Written by Wolfgang R. Anderson

Attorney at Law

Anderson, Fields, Dermody & McIlwain

Where separate property funds have been so commingled with community funds that it is impossible to differentiate between them, all of the funds become community property. Bank accounts provide the best example.

Often spouses use bank accounts which existed prior to marriage or contained inherited money (by definition, separate property). After marriage, earnings or wages may be deposited into them and/or funds withdrawn (i.e., an in and out process). It could also be a bank account opened after marriage and into which separate monies are deposited. Most likely the comingling occurs in a checking account into which deposits are made and from which frequent dispersals are made. Chances are slight a segregation of community and separate funds could withstand any scrutiny. It is possible, but highly unlikely. The result is the creation of a community bank account, even if it is in the name of only one of the spouses. On the other hand, if there are few dispersals and clearly traceable deposits of large chunks of separate property, a segregation could be successfully conducted. It will remain separate.

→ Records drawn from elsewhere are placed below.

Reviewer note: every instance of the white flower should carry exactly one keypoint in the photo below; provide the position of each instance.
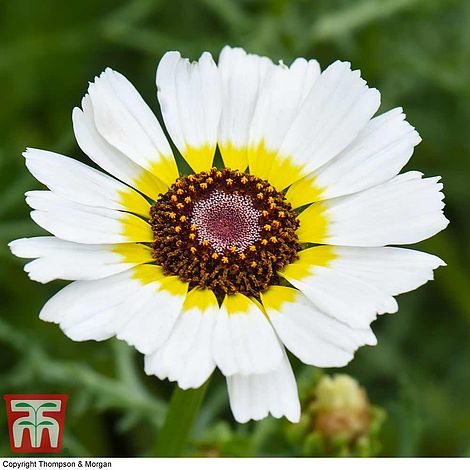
(221, 268)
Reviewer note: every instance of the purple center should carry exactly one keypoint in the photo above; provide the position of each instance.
(226, 220)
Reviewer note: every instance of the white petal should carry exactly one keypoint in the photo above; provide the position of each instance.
(404, 210)
(378, 153)
(255, 396)
(356, 284)
(190, 100)
(393, 270)
(279, 100)
(128, 124)
(77, 182)
(108, 157)
(338, 107)
(60, 259)
(242, 77)
(142, 312)
(155, 316)
(84, 224)
(244, 341)
(186, 357)
(314, 337)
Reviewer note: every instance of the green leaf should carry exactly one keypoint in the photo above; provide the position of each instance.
(182, 410)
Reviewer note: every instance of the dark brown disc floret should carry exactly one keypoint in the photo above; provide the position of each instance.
(225, 230)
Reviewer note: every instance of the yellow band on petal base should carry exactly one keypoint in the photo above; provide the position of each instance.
(199, 158)
(309, 259)
(134, 253)
(150, 185)
(150, 273)
(134, 229)
(200, 299)
(276, 296)
(237, 303)
(314, 224)
(134, 202)
(235, 158)
(304, 191)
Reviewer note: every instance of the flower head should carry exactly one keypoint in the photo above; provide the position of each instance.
(285, 246)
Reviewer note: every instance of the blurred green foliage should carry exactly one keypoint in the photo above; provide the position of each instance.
(417, 52)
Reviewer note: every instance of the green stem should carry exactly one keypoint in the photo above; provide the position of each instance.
(182, 410)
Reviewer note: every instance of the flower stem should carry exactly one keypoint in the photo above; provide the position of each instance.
(182, 410)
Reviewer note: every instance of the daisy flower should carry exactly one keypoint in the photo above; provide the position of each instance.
(283, 247)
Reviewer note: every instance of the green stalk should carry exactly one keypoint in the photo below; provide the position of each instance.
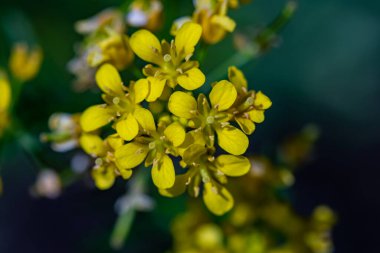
(262, 43)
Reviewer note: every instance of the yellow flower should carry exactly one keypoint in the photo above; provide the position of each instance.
(107, 19)
(205, 168)
(145, 14)
(172, 64)
(5, 99)
(212, 16)
(24, 62)
(250, 106)
(211, 119)
(105, 169)
(153, 146)
(114, 49)
(65, 131)
(121, 107)
(105, 42)
(236, 3)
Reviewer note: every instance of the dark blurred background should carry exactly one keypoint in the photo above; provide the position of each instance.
(325, 70)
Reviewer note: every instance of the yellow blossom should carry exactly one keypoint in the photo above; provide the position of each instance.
(5, 99)
(211, 119)
(213, 172)
(24, 62)
(171, 60)
(114, 49)
(212, 16)
(154, 147)
(105, 170)
(121, 107)
(145, 14)
(249, 106)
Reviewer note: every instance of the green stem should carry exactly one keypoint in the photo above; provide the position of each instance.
(263, 42)
(125, 220)
(122, 228)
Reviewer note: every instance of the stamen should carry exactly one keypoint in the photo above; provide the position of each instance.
(210, 119)
(152, 145)
(116, 100)
(250, 101)
(98, 162)
(167, 58)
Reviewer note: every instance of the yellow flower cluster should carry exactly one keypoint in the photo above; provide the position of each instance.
(188, 130)
(24, 64)
(5, 99)
(263, 221)
(105, 40)
(212, 16)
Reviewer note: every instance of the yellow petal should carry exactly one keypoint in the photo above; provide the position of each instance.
(227, 23)
(232, 140)
(187, 38)
(163, 173)
(246, 125)
(141, 89)
(125, 174)
(146, 46)
(145, 118)
(127, 128)
(109, 81)
(178, 188)
(5, 93)
(24, 63)
(234, 166)
(262, 101)
(92, 144)
(237, 77)
(182, 105)
(175, 133)
(156, 87)
(130, 155)
(114, 141)
(217, 199)
(223, 95)
(191, 79)
(104, 177)
(95, 117)
(256, 115)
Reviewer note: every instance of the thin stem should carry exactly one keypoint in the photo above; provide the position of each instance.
(263, 41)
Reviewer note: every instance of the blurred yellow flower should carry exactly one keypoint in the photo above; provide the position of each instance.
(5, 100)
(65, 131)
(211, 119)
(204, 167)
(113, 49)
(145, 14)
(212, 16)
(25, 62)
(172, 59)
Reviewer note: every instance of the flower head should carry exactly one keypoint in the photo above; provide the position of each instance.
(122, 104)
(105, 170)
(249, 106)
(171, 60)
(212, 16)
(212, 119)
(24, 62)
(65, 131)
(154, 146)
(5, 100)
(210, 172)
(145, 14)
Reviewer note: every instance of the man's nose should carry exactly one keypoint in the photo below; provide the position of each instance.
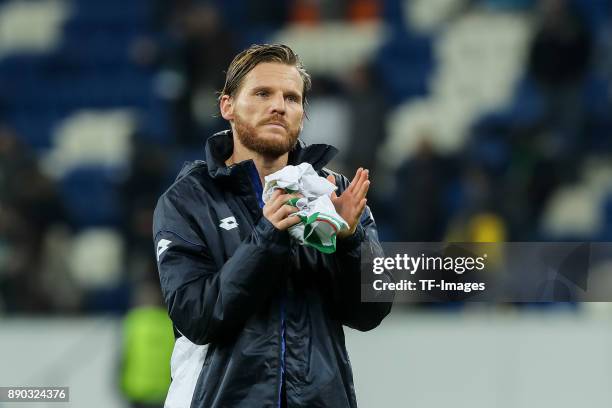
(278, 104)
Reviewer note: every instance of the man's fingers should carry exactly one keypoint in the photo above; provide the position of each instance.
(363, 190)
(288, 222)
(351, 186)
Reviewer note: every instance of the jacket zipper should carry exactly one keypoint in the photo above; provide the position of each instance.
(255, 180)
(282, 349)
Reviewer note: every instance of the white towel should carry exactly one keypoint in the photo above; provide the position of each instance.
(319, 220)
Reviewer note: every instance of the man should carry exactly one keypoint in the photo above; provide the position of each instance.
(259, 318)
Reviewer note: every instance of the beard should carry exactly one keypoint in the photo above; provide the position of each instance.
(265, 146)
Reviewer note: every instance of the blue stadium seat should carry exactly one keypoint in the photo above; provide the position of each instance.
(90, 195)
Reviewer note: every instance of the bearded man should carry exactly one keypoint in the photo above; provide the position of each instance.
(258, 318)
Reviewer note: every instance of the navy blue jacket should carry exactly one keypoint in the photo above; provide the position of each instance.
(254, 312)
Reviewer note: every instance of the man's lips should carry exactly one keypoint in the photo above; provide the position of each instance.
(279, 124)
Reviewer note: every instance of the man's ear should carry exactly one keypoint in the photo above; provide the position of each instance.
(226, 106)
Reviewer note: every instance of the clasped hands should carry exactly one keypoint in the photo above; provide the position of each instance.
(349, 205)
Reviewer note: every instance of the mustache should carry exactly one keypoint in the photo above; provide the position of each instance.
(275, 121)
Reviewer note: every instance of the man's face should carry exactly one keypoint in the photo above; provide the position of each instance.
(267, 110)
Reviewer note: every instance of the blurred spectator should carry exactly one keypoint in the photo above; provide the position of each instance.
(419, 193)
(559, 57)
(148, 340)
(368, 109)
(29, 206)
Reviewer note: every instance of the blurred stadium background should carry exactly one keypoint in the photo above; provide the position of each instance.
(481, 120)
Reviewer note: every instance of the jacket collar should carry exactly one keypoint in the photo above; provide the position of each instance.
(220, 146)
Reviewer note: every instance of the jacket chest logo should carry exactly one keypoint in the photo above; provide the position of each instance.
(228, 223)
(162, 245)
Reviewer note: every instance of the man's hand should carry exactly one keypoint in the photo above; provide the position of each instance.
(279, 213)
(352, 201)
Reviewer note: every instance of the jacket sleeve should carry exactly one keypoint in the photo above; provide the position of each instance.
(208, 303)
(347, 277)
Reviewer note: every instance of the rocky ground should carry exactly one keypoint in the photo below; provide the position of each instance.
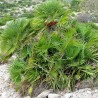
(7, 90)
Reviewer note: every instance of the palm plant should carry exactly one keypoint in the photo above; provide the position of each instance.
(54, 50)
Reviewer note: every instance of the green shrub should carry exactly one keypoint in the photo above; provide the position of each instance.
(55, 50)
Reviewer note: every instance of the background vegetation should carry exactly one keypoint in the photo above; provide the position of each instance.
(51, 48)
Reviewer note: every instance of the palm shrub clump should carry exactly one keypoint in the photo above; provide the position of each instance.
(50, 48)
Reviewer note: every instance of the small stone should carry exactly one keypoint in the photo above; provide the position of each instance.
(4, 95)
(27, 97)
(67, 95)
(43, 94)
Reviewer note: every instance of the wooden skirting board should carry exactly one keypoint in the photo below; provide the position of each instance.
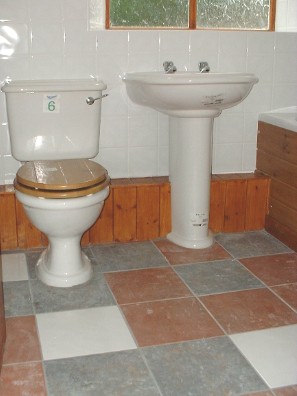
(139, 210)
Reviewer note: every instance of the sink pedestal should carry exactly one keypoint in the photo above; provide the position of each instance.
(190, 154)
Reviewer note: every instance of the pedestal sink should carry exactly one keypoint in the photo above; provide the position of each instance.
(191, 100)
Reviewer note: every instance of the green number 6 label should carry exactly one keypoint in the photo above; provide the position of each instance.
(51, 104)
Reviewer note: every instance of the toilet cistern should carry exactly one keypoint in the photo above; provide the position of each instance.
(191, 100)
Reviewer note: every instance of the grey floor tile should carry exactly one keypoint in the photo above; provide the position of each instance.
(248, 244)
(204, 367)
(17, 299)
(217, 277)
(120, 373)
(94, 293)
(124, 256)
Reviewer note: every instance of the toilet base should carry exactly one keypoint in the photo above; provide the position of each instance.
(82, 274)
(201, 243)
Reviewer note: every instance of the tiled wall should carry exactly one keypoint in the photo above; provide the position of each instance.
(42, 39)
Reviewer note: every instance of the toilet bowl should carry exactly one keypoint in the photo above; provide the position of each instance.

Separate deposits to a joint account that are in and out likely can be preserved, especially if the account doesn’t dip below the separate amount and the in and out activity takes place within a short time … 60 days (i.e., if a joint account becomes a holding account for but a short time).

Our law states that parties have an interest in money not accounts so that an account is nothing more than a repository. Therefore separate money placed in both names for a short time period and then withdrawn can still be labeled as separate (however, caution must be advised, for some judges could take the opposite view).